Rodin tourna vivement la tête vers lui, et le regarda d'un air inquiet et interrogatif…

— Florine est morte du choléra, reprit le père d'Aigrigny.

— Et ce qu'il y a de fâcheux, ajouta le révérend père en froissant la note entre ses mains, c'est qu'avant de mourir cette misérable créature a avoué à Mlle de Cardoville que depuis longtemps elle l'espionnait d'après les ordres de Votre Révérence…

Sans doute la mort de Florine et les aveux qu'elle avait faits à sa maîtresse contrariaient les projets de Rodin, car il fit entendre une sorte de murmure inarticulé, et, malgré leur abattement, ses traits exprimèrent une violente contrariété.

Le père d'Aigrigny, passant à une autre note, la lut et dit:

— Cette note, relative au maréchal Simon, n'est pas absolument mauvaise; mais elle est loin d'être satisfaisante, car, somme toute, elle annonce quelque amélioration dans sa position.
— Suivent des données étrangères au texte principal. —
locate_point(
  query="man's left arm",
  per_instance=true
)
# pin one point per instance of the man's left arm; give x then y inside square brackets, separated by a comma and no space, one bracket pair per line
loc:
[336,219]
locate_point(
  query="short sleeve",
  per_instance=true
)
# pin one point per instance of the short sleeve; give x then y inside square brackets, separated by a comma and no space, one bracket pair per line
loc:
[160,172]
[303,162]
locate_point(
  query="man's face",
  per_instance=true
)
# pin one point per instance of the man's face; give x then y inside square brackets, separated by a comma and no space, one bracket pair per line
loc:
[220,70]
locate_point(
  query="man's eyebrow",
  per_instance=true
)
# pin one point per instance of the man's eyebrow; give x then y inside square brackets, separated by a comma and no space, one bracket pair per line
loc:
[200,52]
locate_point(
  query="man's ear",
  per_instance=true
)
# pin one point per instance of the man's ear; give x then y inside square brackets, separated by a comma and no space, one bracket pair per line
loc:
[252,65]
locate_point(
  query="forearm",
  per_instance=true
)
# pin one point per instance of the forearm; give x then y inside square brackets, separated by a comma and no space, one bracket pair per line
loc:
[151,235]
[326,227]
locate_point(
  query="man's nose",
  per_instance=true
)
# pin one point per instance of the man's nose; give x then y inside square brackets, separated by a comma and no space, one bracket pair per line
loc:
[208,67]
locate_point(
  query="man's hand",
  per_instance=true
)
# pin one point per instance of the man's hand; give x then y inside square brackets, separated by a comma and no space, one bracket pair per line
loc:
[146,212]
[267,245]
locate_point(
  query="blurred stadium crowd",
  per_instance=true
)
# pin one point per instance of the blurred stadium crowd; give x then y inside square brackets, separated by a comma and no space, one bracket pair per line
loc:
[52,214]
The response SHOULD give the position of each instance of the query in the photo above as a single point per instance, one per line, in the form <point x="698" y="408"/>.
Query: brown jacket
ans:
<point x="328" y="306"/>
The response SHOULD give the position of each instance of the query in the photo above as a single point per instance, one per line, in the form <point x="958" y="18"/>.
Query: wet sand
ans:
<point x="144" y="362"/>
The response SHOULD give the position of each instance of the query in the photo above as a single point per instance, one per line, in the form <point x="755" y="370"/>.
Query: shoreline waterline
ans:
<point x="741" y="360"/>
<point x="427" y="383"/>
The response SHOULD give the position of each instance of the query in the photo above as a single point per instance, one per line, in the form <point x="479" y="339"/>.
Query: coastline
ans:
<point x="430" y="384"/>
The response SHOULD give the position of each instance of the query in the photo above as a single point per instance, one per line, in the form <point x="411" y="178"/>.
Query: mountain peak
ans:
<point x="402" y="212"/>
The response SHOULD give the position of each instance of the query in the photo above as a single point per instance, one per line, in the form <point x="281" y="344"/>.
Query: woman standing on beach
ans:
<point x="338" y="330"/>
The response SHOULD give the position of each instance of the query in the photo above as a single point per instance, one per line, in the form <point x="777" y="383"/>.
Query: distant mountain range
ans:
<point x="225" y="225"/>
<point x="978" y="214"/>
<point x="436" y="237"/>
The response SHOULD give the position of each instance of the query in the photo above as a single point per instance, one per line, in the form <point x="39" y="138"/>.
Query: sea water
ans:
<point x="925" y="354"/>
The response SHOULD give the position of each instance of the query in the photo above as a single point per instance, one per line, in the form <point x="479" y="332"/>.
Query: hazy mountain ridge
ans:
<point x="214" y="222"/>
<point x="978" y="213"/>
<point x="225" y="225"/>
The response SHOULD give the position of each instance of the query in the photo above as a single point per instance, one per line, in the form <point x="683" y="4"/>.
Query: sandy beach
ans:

Nous verrons d'ailleurs, par des renseignements d'une autre source, si cette note mérite toute créance.

Rodin, d'un geste impatient et brusque, fit signe au père d'Aigrigny de se hâter de lire. Et le révérend père lut ce qui suit:

«On assure que, depuis peu de jours, l'esprit du maréchal paraît moins inquiet, moins agité: il a passé dernièrement deux heures avec ses filles, ce qui, depuis assez longtemps, ne lui était pas arrivé. La dure physionomie de son soldat Dagobert se déridant de plus en plus… on peut regarder ce symptôme comme la preuve certaine d'une amélioration sensible dans l'état du maréchal… Reconnues à leur écriture, les dernières lettres anonymes ayant été rendues au facteur par le soldat Dagobert sans avoir été ouvertes par le maréchal, on avisera au moyen de les faire parvenir d'une autre manière.»

Puis, regardant Rodin, le père d'Aigrigny lui dit:

— Votre Révérence juge sans doute comme moi que cette note pourrait être plus satisfaisante…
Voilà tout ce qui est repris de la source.